Yıllarca, son dersten sonra öğrencilerime ücretsiz kurslar verdim. Anadolu Liselerine öğrencilerimi gönderebilmeyi başardım. Sosyal etkinlikler sebebiyle, evde olmam gereken saatleri okulumda geçirdim. Ama mutluydum, bu durumdan şikâyetçi değildim. Çünkü, görevimi yapıyordum.

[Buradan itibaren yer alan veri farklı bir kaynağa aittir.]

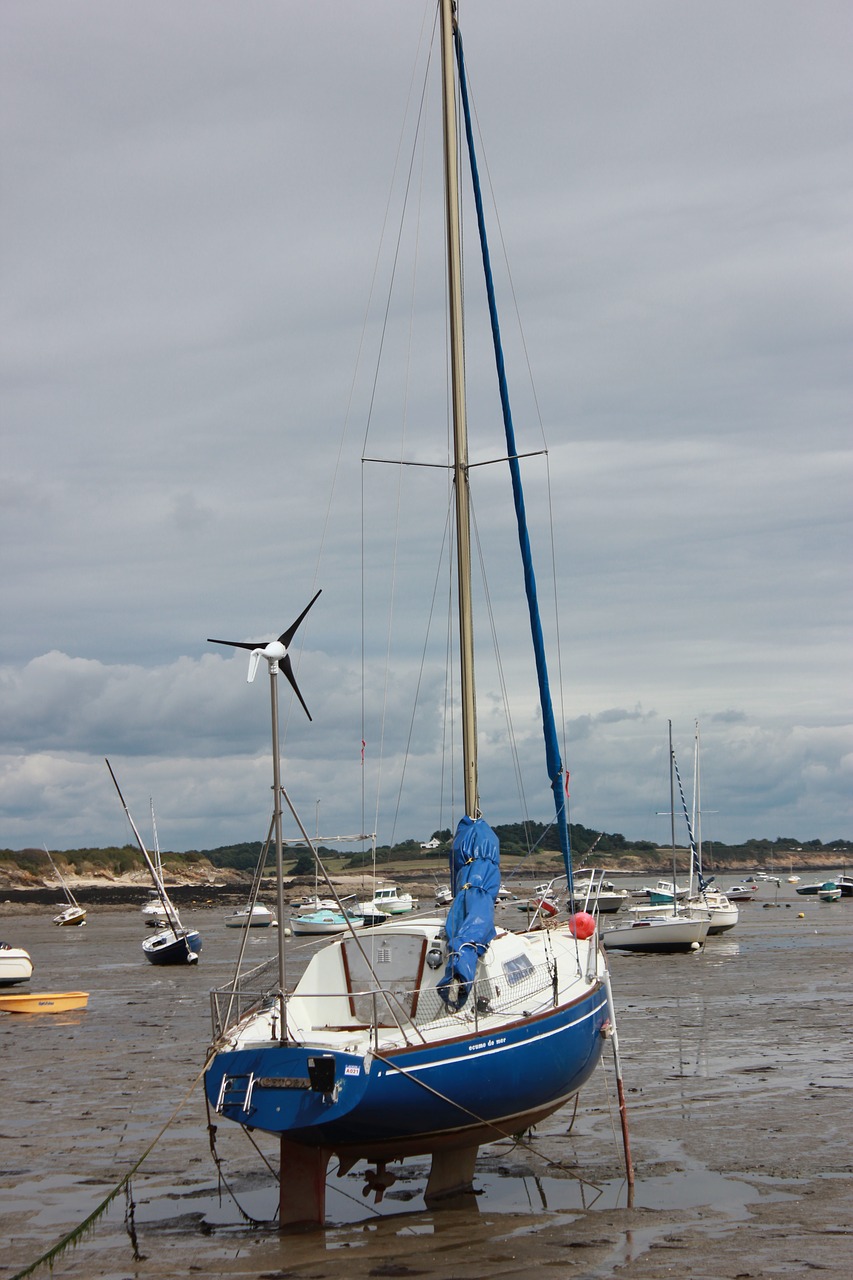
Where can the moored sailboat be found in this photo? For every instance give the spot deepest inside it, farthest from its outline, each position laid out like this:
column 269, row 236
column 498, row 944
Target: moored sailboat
column 420, row 1036
column 72, row 913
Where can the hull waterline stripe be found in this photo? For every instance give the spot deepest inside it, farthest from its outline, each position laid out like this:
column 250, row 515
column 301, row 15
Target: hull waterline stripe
column 498, row 1048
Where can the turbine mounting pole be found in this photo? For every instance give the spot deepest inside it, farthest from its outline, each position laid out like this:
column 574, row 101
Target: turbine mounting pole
column 277, row 659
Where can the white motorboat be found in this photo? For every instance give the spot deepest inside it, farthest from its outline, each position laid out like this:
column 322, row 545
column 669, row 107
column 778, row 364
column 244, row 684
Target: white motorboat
column 665, row 891
column 16, row 965
column 665, row 932
column 723, row 914
column 388, row 900
column 742, row 892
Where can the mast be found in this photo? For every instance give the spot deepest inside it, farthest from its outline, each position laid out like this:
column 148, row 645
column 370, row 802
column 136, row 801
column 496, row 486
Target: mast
column 675, row 899
column 460, row 423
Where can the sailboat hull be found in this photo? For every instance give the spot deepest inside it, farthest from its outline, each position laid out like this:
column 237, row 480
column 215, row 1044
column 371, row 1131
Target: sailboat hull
column 414, row 1100
column 170, row 947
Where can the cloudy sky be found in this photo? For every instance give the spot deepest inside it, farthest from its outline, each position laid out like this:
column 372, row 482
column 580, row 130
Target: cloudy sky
column 194, row 283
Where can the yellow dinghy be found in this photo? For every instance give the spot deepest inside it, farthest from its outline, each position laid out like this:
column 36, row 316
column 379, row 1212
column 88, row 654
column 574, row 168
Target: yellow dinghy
column 42, row 1001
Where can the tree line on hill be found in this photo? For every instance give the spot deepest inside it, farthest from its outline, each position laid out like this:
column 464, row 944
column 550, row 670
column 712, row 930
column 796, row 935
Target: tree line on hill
column 518, row 840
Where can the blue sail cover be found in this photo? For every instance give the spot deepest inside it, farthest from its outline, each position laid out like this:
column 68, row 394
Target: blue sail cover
column 475, row 880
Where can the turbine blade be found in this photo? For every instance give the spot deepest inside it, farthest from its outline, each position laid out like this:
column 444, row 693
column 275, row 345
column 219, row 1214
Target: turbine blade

Türk Milli Eğitiminin amaç ve ilkeleri doğrultusunda, Atatürkçü öğrenciler yetiştirdim. Onlara vatan, millet sevgisini aşıladım. Çalışkan, üretken, dürüst bir vatandaş olmaları için elimden gelen gayreti gösterdim. Bir kış günü düşüp bacağım alçıya alındığında; koltuk değnekleriyle 15 gün okula gittim. Okulun tek öğretmeni olduğum için, iki haftalığına vekil öğretmen verilemeyeceği için, okulumun kapanmasını ve öğrencilerimin eğitim öğretimde uzak kalmasını istemedim.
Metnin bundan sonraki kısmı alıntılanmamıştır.